Guattari coloca sua insatisfação com a esquerda que chega ao poder, conquista avanços, mas tropeça em suas contradições, na reprodução inercial de parte da política tradicional - sobretudo pela manutenção das políticas dos governos de direita na antiga África colonial africana - algo que iria se acentuar anos mais tarde, consistindo, certamente no meio pecado do governo Mitterrand. De certa forma, o que Guattari fala prenuncia muitos dos tropeços do PT quando se torna Governo, mas não todos: O PT, pela sua singularidade enquanto partido de esquerda vindo de bases vivas da sociedade civil, conseguiu ser inventivo no poder, apesar de certos erros; embora corra o risco de perder isso, é fato que ele não perdeu no Governo Lula, apesar das agruras do exercício real do Poder no comando do Estado. Mas é um risco que acena. Por outro lado, sua análise sobre o PS francês é decisiva: Ela alude a um processo que se acentua nos anos que se seguem e hoje nos mostram uma esquerda parlamentar paralisada e distante da sociedade na França.

Lula perderia feio aquela eleição estadual em São Paulo, vencida por Montoro, fato que quase resultou no fim do PT, mas acabou sendo o divisor de águas da história do Partido, com o épico manifesto dos 113, o documento de refundação do partido. Vinte anos depois dessa conversa, ele se elegeu presidente hoje considerado o mais popular da nossa história.
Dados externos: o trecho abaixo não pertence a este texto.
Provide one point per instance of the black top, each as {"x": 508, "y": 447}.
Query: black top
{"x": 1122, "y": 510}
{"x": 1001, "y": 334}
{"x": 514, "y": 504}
Guattari faleceu dez anos mais tarde. Em sua lápide, em Père Lachaise, está inscrito um epitáfio que nada mais é do que um excerto de Ausência do nosso Drummond, segundo fiquei sabendo pelos meus amigos Murilo Corrêa e Laura Farina que, em recente viagem, toparam, por um acaso (se é que os bons encontros acontecem por acaso), com a morada final do velho mestre e eis que lá estava grafado:  Il n'y a pas de manque dans l'absence. L'absence est une présence en moi -- não há falta na ausência, a ausência é um estar em mim.